After updating prometheus.yml, reload or restart your Prometheus service.

Alerting with Prometheus Alertmanager

Alerting is crucial for proactive issue resolution. Prometheus integrates with Alertmanager to handle alerts.

1. Define Alerting Rules:

Create a rule file (e.g., alerts.yml) and reference it in your prometheus.yml.

groups:
- name: general.rules
  rules:
  - alert: HighCpuLoad
    expr: node_load1 > 1.5 # Adjust threshold based on your instance specs
    for: 5m
    labels:
      severity: warning
    annotations:
      summary: "High CPU load on {{ $labels.instance }}"
      description: "Instance {{ $labels.instance }} has a load average of {{ $value }} for more than 5 minutes."
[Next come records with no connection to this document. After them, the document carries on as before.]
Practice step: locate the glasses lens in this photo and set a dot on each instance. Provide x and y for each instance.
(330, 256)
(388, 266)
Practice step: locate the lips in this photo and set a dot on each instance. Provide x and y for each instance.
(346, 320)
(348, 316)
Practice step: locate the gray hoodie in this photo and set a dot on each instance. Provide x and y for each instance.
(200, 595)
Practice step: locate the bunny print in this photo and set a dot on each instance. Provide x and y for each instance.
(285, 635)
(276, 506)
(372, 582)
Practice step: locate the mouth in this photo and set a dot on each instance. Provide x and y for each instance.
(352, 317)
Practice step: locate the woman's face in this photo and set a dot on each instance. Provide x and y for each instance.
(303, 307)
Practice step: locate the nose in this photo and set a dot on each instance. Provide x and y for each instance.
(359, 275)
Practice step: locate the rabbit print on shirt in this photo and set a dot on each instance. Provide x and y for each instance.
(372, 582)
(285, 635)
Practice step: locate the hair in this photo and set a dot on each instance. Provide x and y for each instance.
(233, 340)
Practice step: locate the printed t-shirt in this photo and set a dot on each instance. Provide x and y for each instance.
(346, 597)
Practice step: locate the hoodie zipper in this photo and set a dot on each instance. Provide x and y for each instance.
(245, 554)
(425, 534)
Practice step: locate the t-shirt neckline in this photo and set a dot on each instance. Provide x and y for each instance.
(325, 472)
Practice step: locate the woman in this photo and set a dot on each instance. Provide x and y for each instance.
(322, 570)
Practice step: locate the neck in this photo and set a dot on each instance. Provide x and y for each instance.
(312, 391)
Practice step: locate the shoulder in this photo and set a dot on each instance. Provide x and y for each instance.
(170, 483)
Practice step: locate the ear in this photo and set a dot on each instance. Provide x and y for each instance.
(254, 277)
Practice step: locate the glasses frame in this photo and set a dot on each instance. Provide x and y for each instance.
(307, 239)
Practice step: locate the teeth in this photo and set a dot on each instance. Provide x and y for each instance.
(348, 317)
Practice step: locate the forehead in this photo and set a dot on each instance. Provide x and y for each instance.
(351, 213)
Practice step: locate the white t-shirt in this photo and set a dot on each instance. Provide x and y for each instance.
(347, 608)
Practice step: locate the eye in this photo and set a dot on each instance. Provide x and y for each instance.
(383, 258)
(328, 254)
  - alert: HighMemoryUsage
    expr: (node_memory_MemTotal_bytes - node_memory_MemAvailable_bytes) / node_memory_MemTotal_bytes * 100 > 85 # 85% memory usage
    for: 10m
    labels:
      severity: critical
    annotations:
      summary: "High memory usage on {{ $labels.instance }}"
      description: "Instance {{ $labels.instance }} is using {{ printf \"%.2f\" $value }}% of memory."

  - alert: ElasticsearchClusterRed
    # This requires a custom exporter or a script that feeds status into Prometheus.
    # For simplicity, we'll assume a hypothetical metric or use the health check script output.
    # A more robust solution involves an Elasticsearch exporter.
    expr: elasticsearch_cluster_status == 0 # Assuming 0 for green, 1 for yellow, 2 for red
    labels:
      severity: critical
    annotations:
      summary: "Elasticsearch cluster is RED on {{ $labels.instance }}"
      description: "Elasticsearch cluster {{ $labels.instance }} is in a RED state. Data may be unavailable."
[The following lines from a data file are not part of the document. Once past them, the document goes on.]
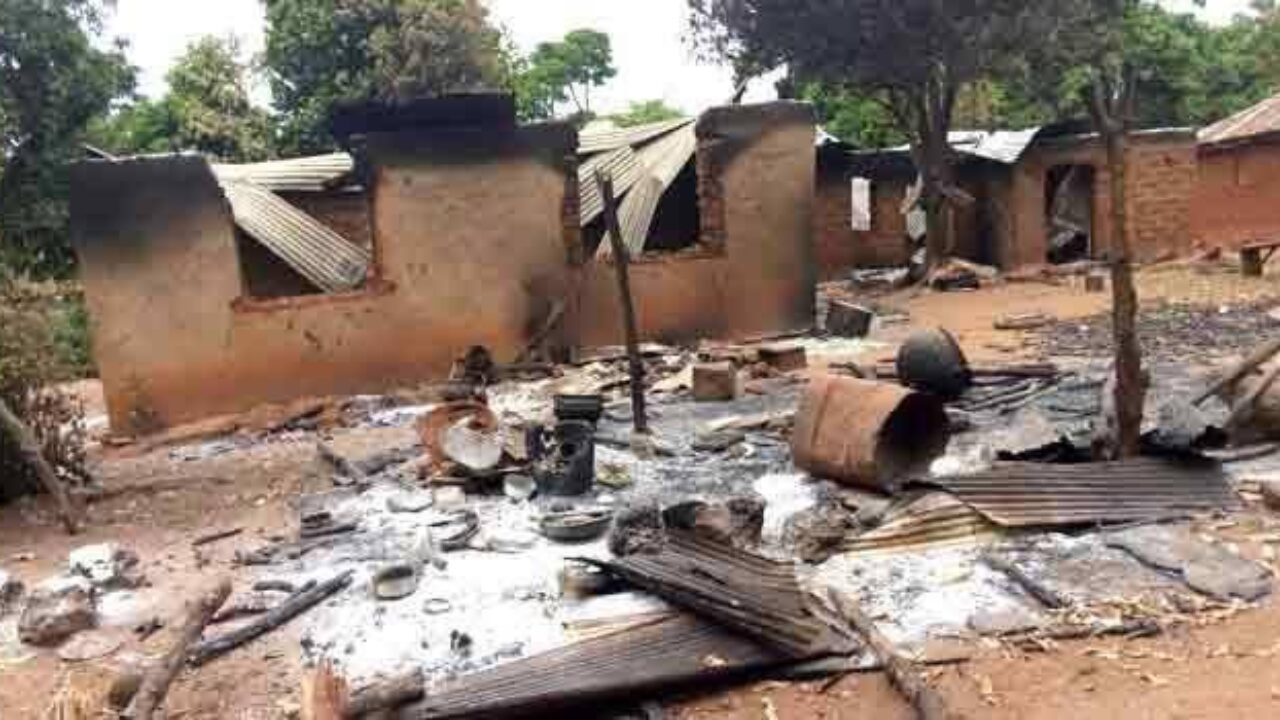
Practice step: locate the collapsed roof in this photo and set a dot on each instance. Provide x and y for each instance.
(643, 160)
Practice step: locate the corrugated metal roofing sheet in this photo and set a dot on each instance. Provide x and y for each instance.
(745, 592)
(622, 164)
(661, 163)
(932, 520)
(592, 141)
(1018, 495)
(298, 174)
(330, 261)
(1262, 118)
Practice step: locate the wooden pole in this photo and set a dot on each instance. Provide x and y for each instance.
(30, 449)
(622, 261)
(901, 670)
(277, 616)
(155, 683)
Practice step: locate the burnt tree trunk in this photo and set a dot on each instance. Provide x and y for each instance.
(1111, 110)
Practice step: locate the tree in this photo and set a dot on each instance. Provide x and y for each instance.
(210, 105)
(320, 53)
(53, 82)
(566, 72)
(914, 57)
(644, 113)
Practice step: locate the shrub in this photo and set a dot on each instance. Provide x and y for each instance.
(32, 361)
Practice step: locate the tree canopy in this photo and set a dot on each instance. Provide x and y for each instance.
(644, 113)
(320, 53)
(53, 82)
(565, 72)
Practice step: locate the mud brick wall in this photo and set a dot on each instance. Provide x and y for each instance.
(470, 241)
(1237, 196)
(839, 247)
(754, 270)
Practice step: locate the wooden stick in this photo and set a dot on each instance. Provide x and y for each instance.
(387, 695)
(622, 261)
(1260, 356)
(324, 693)
(216, 536)
(901, 670)
(30, 449)
(155, 683)
(1244, 408)
(1046, 596)
(279, 615)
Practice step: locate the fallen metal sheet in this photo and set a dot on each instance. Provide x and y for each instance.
(592, 141)
(323, 256)
(931, 520)
(622, 165)
(298, 174)
(661, 163)
(664, 655)
(745, 592)
(1019, 495)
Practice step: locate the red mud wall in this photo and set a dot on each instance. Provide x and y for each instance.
(841, 249)
(754, 273)
(1238, 195)
(1161, 168)
(470, 244)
  - alert: ElasticsearchNodeDown
    # This alert fires if node_exporter is not reachable for a node
    expr: up{job="elasticsearch"} == 0
    for: 2m
    labels:
      severity: critical
    annotations:
      summary: "Elasticsearch node {{ $labels.instance }} is down"
      description: "Prometheus cannot scrape metrics from Elasticsearch node {{ $labels.instance }}."

Ensure your prometheus.yml includes the alerting rules configuration:

rule_files:
  - "alerts.yml" # Path to your alert rules file

2. Configure Alertmanager:

Alertmanager needs to be configured with receivers (e.g., email, Slack). A basic alertmanager.yml:

global:
  resolve_timeout: 5m

route:
  group_by: ['alertname', 'cluster', 'severity']
  group_wait: 30s
  group_interval: 5m
  repeat_interval: 4h
  receiver: 'default-receiver' # Default receiver if no specific route matches

receivers:
- name: 'default-receiver'
  email_configs:
  - to: '[email protected]'
    from: '[email protected]'
    smarthost: 'smtp.yourdomain.com:587'
    auth_username: 'smtp_user'
    auth_password: 'smtp_password'
    require_tls: true

  slack_configs:
  - api_url: 'https://hooks.slack.com/services/T00000000/B00000000/XXXXXXXXXXXXXXXXXXXXXXXX'
    channel: '#alerts'
    send_resolved: true

Ensure Prometheus is configured to send alerts to Alertmanager in its prometheus.yml:

alerting:
  alertmanagers:
  - static_configs:
    - targets:
      - 'localhost:9093' # Address of your Alertmanager instance

Application-Specific Metrics and Tracing

Beyond system metrics, instrumenting your Shopify app itself is vital. This involves:

Custom Metrics: Track business-specific events like orders processed, API calls to Shopify, cache hit rates, etc. Libraries like Prometheus Client for PHP or prometheus_client for Python can be used.
Distributed Tracing: Tools like Jaeger or Zipkin can help pinpoint bottlenecks across microservices or complex application flows.
Log Aggregation: Centralize logs from all your Linode instances (app, Elasticsearch, Nginx, etc.) using tools like ELK stack (Elasticsearch, Logstash, Kibana) or Loki/Promtail/Grafana. This is invaluable for debugging.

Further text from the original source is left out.